| name | browser-content-capture |
| description | Capture content from JavaScript-rendered pages, login-protected sites, and multi-page documentation using Playwright MCP tools or Claude Chrome extension. Use when WebFetch fails on SPAs, dynamic content, or auth-required pages. |
| version | 1.1.0 |
| tags | browser, playwright, mcp, scraping, spa, authentication, chrome-extension, 2025 |
Browser Content Capture
Capture web content that traditional scrapers cannot access.
Overview
This skill enables content extraction from sources that require browser-level access:
- JavaScript-rendered SPAs (React, Vue, Angular apps)
- Login-protected documentation (private wikis, gated content)
- Dynamic content (infinite scroll, lazy loading, client-side routing)

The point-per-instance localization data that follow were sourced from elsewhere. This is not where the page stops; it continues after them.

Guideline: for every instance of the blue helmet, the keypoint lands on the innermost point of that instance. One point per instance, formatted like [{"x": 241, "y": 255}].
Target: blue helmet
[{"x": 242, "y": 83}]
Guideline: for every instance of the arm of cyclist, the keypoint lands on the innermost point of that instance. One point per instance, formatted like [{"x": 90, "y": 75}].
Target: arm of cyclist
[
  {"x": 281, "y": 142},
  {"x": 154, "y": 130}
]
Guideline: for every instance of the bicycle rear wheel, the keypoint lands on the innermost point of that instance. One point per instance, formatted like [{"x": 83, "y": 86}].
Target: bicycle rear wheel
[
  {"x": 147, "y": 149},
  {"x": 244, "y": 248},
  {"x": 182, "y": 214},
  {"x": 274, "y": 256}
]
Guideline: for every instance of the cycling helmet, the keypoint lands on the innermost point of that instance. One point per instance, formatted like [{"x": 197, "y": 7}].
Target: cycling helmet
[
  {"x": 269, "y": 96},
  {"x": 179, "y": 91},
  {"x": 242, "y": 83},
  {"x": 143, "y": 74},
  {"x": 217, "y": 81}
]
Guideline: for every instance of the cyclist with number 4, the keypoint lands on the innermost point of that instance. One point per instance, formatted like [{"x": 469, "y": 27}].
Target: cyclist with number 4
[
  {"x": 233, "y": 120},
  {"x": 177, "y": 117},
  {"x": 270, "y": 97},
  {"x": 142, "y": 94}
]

- Multi-page site crawls (documentation trees, tutorial series)
When to Use This Skill
Use when:
WebFetchreturns empty or partial content- Page requires JavaScript execution to render
- Content is behind authentication
- Need to navigate multi-page structures
- Extracting from client-side routed apps
Do NOT use when:
- Static HTML pages (use
WebFetch- faster) - Public API endpoints (use direct HTTP calls)
- Simple RSS/Atom feeds
Quick Start
Check Available MCP Tools
MCPSearch: "select:mcp__playwright__browser_navigate"
Basic Capture Pattern
# 1. Navigate to URL
mcp__playwright__browser_navigate(url="https://docs.example.com")
# 2. Wait for content to render
mcp__playwright__browser_wait_for(selector=".main-content", timeout=5000)
# 3. Capture page snapshot
snapshot = mcp__playwright__browser_snapshot()
# 4. Extract text content
content = mcp__playwright__browser_evaluate(
script="document.querySelector('.main-content').innerText"
)
MCP Tools Reference
| Tool | Purpose | When to Use |
|---|---|---|
browser_navigate |
Go to URL | First step of any capture |
browser_snapshot |
Get DOM/accessibility tree | Understanding page structure |
browser_evaluate |
Run custom JS | Extract specific content |
browser_click |
Click elements | Navigate menus, pagination |
browser_fill_form |
Fill inputs | Authentication flows |
browser_wait_for |
Wait for selector | Dynamic content loading |
browser_take_screenshot |
Capture image | Visual verification |
browser_console_messages |
Read JS console | Debug extraction issues |
browser_network_requests |
Monitor XHR/fetch | Find API endpoints |
Full tool documentation: See references/mcp-tools.md
Capture Patterns
Pattern 1: SPA Content Extraction
For React/Vue/Angular apps where content renders client-side:
# Navigate and wait for hydration
mcp__playwright__browser_navigate(url="https://react-docs.example.com")
mcp__playwright__browser_wait_for(selector="[data-hydrated='true']", timeout=10000)
# Extract after React mounts
content = mcp__playwright__browser_evaluate(script="""
// Wait for React to finish rendering
await new Promise(r => setTimeout(r, 1000));
return document.querySelector('article').innerText;
""")
Details: See references/spa-extraction.md
Pattern 2: Authentication Flow
For login-protected content:
# Navigate to login
mcp__playwright__browser_navigate(url="https://docs.example.com/login")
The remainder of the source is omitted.